Inside of cells, there is a marked preferential co-enrichment of H3K4me1 and H3K4me3 with H3 proteoforms bearing dual H3{K18acK23ac} in cis relative to both mono-acetylated and unacetylated proteoforms (Figs. 1B and 2B). This preference is particularly apparent with H3K4me3, which can hardly be detected on proteoforms lacking dual H3{K18acK23ac}. We also observed an increase in global H3K4me3 under HDACi (Fig. S2A). This is consistent with our previous studies of MLL1, where we found that H3K4me3 deposition is only permitted on H3 tails also bearing polyacetylation (9).

Finally, by analyzing other methyltransferase events along the H3 tail such as G9a, SETDB1, PRC2, and ASH1L, and Haspin, a kinase that phosphorylates H3T3, we showed that these non-H3K4 modifying enzymes were not affected by H3 N-terminal tail acetylation. These results were largely expected, as G9a, SETDB1, and the PRC2 complex deposit histone PTMs (H3K9 and H3K27 methylation) that are fundamentally associated with repression of gene expression and at odds with the acetylation-mediated opening of chromatin. Notably, our results contrast findings indicating a stimulation of G9a-mediated H3K9 methylation as a result of the enzymatic acetylation of recombinant nucleosomes (32). We do not observe a similar stimulation of G9a on our panel of homogeneously monoacetylated recombinant substrates nor can we detect a significant impact of the elevated acetylation landscape manifested by HDACi on global H3K9 methylation by middle-down MS (Fig. S3). Somewhat surprisingly, ASH1L, a writer for H3K36me2—a histone PTM associated with transcription elongation—is also largely unaffected by histone H3 acetylation on nucleosomes, supported by the lack of increase in H3K36 methylation as a function of HDACi in vivo (Fig. S2). The lack of stimulation of Haspin-mediated H3T3 phosphorylation by H3 acetylation further highlighted that sensitivity of MLL-mediated H3K4 methylation to H3K18ac and H3K23ac is not simply a regional effect extending across the residues present at the extreme N-terminal end of H3, but rather, is more specifically targeted to H3K4 methylation.

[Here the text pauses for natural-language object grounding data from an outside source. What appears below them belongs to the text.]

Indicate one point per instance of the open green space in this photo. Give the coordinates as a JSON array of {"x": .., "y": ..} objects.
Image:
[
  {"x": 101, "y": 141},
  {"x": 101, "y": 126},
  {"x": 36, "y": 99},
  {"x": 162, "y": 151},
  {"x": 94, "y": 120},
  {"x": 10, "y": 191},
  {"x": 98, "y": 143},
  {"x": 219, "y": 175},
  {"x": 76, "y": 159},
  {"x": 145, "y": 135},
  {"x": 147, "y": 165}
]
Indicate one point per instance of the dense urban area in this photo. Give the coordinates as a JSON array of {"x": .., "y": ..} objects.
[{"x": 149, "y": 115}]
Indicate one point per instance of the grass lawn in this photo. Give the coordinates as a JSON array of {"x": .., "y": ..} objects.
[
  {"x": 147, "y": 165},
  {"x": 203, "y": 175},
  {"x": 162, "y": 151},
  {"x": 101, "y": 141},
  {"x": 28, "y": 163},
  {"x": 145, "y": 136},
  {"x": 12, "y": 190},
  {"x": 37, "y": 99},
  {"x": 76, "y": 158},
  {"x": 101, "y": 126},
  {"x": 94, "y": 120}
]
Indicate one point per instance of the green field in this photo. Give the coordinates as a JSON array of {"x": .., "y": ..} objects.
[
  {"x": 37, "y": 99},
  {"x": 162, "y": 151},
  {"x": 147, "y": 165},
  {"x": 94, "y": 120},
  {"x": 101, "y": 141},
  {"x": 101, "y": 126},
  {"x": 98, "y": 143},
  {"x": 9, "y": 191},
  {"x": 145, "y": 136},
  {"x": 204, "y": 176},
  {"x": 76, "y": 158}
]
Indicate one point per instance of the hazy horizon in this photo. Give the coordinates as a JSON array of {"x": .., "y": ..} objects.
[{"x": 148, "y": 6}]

Taken together, these findings highlight a unique and robust governance of H3K4 accessibility by H3K18ac and H3K23ac which extends neither to its nearest modifiable neighbor residue in H3T3 nor to other lysine residues along the H3 tail which are also subject to methylation (Fig. 4). These findings give key insight into why H3K4 methylation specifically is consistently associated with histone acetylation in vivo, frequently found co-enriched at active cis-regulatory elements (10, 11). H3K18ac and H3K23ac are each deposited by the promiscuous acetyltransferase p300/CBP, which has previously been shown to be recruited to chromatin by MLL family complexes in vivo (33, 34, 35, 36). Similarly, H3K23ac is deposited by MOZ/MORF, which also colocalizes with MLL family complexes at CpG-rich promoters (37, 38, 39, 40). It is therefore feasible that MLL family H3K4 methyltransferases partake in a feedforward loop with p300/CBP and/or MOZ/MORF histone acetyltransferase complexes, whereby acetylation by p300/CBP and/or MOZ/MORF promotes the deposition of H3K4 methylation by MLL, which recruits additional p300/CBP, MOZ/MORF, and MLL complexes (through its PHD reader domains) to ensure the robust enrichment of nucleosomes bearing both H3K4 methylation and acetylation that is capable of overwhelming the repressive regulatory machinery these factors share space within the nucleus with. Mechanistic studies characterizing how acetylation of H3K18 and/or H3K23 poise H3K4 for modification by MLL family H3K4 methyltransferases in the context of native chromatin are warranted. Specifically, though our in vivo findings by mass spectrometry corroborate our in vitro findings on purified mononucleosomes, it remains noteworthy that the contributions of nucleosome density and “linker” DNA present between adjacent nucleosomes are lacking in our in vitro system. Thus, further interrogation with the use of polynucleosome arrays and mononucleosomes bearing longer DNA would provide finer insight into these functional relationships in a context more representative of chromatin in its native state inside of the nucleus.

Figure 4.

Model for H3{K18acK23ac}-mediated stimulation of MLL-mediated H3K4 methylation. In the unmodified state (left), the H3 N-terminal tail preferentially engages nucleosomal DNA in a manner that restricts access to H3K4 by MLL family methyltransferases. Acetylation of H3K18 and H3K23 (right) releases the H3 tail from nucleosomal DNA, permitting H3K4 access by MLL family methyltransferases. Created with BioRender.com.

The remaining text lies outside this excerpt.